—»J'y consens, mais pas de bamboche au moins; c'est que vous êtes un cadet à faire disparaître les chansons: surtout pas d'intelligence au dehors. C'est que si vous faisiez prévenir les chanteurs de la goguette......
—»Pour qui que vous me prenez? répliqua Raoul avec vivacité, si je vous donne ma parole de ne rien faire, je suis incapable d'y manquer: on a de l'honneur ou l'on n'en a pas. D'ailleurs, pour prouver que je n'ai pas de mauvaises intentions, vous n'avez qu'à ne pas me quitter; je m'engage à ne souffler mot à qui que ce soit, pas même à ma femme, quand elle reviendra: de la sorte, vous serez bien sûr......... Par exemple, il faudra que vous me permettiez de découper mes viandes.
—»Avec plaisir, ne sais-je pas qu'il faut que service se fasse? Je suis même tout prêt à vous donner un coup de main.
—»Vous êtes trop bon, M. Jules; cependant ce n'est pas de refus.
—»Allons, lui dis-je, à l'ouvrage.»
Nous descendons ensemble. Raoul s'arme d'un grand couperet, et bientôt les manches retroussées jusqu'aux coudes, une serviette étalée devant moi, je l'aide à dépécer le veau qui ce jour là était destiné, avec la salade de rigueur, à faire les délices des Lucullus du cabaret. Du veau je passe au mouton; tant bien que mal, nous parons quelques douzaines de côtelettes; nous arrondissons le gigot, qui est la pièce de luxe de la barrière; j'arrache la queue à deux ou trois dindons, je donne un tour aux abattis, et quand il ne nous reste plus rien à faire dans la cuisine, je me rends utile à la cave, où j'assiste en amateur à la fabrication du vin propriétaire à six sols le litre.

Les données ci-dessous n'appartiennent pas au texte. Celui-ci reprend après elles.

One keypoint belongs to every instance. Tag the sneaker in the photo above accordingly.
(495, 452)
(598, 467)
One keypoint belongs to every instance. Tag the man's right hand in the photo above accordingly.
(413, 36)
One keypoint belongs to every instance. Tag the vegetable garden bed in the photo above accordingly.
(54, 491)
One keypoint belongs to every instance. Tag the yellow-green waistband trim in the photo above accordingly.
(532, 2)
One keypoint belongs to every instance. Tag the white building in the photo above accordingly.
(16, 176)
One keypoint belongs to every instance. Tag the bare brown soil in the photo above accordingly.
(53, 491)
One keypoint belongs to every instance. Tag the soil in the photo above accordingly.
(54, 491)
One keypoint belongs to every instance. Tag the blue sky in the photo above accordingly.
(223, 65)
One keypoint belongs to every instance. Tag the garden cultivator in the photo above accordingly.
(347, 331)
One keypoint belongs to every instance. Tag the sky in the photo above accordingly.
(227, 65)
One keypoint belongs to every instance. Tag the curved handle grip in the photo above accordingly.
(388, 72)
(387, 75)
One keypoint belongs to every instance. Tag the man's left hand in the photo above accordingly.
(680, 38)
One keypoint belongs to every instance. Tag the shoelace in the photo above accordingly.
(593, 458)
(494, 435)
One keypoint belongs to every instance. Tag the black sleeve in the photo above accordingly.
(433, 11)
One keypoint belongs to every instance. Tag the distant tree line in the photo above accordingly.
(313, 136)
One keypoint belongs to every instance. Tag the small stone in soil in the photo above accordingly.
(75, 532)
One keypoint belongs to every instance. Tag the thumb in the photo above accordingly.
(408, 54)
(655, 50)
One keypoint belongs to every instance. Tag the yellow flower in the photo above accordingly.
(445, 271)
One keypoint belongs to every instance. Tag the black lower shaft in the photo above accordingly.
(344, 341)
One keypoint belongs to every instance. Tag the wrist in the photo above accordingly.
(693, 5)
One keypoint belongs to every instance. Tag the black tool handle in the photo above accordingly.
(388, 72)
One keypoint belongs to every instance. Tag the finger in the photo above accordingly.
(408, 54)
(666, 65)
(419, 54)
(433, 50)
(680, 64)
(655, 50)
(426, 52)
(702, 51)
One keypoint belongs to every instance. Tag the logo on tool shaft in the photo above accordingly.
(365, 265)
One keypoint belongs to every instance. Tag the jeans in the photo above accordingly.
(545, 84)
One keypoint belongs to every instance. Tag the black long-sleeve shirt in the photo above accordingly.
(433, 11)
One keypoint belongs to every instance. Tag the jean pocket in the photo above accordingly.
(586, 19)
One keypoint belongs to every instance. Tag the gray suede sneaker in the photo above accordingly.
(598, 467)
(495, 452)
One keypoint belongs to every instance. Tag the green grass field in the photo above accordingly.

Pendant cette opération, j'étais seul en face de Raoul, près de qui je jouais le rôle de l'ami intime, je ne le quittais non plus que son ombre ou que son tranchelard. J'avoue que plusieurs fois je tremblai qu'il ne vînt à soupçonner le motif pour lequel je le veillais de si près; alors il m'aurait infailliblement égorgé, et je serais tombé sous ses coups sans qu'il eût été possible de me secourir; mais il ne voyait en moi qu'un familier de l'inquisition politique, et à l'égard des imputations séditieuses dirigées contre lui, il était parfaitement tranquille.
Il y avait près de quatre heures que je faisais les fonctions de second chef d'office, lorsque le commissaire de police (aujourd'hui chef de la 2e division), que j'avais fait prévenir, arriva enfin. J'étais au rez-de-chaussée; d'aussi loin que je l'aperçus, je courus à lui, et après l'avoir prié de ne se présenter que dans quelques minutes, je revins auprès de Raoul.
«Le diable les emporte, lui dis-je, actuellement ne prétendent-ils pas que ce n'est pas ici que nous devrions être, mais à votre domicile de Paris?
—»Si ce n'est que cela, me répondit-il, allons-y.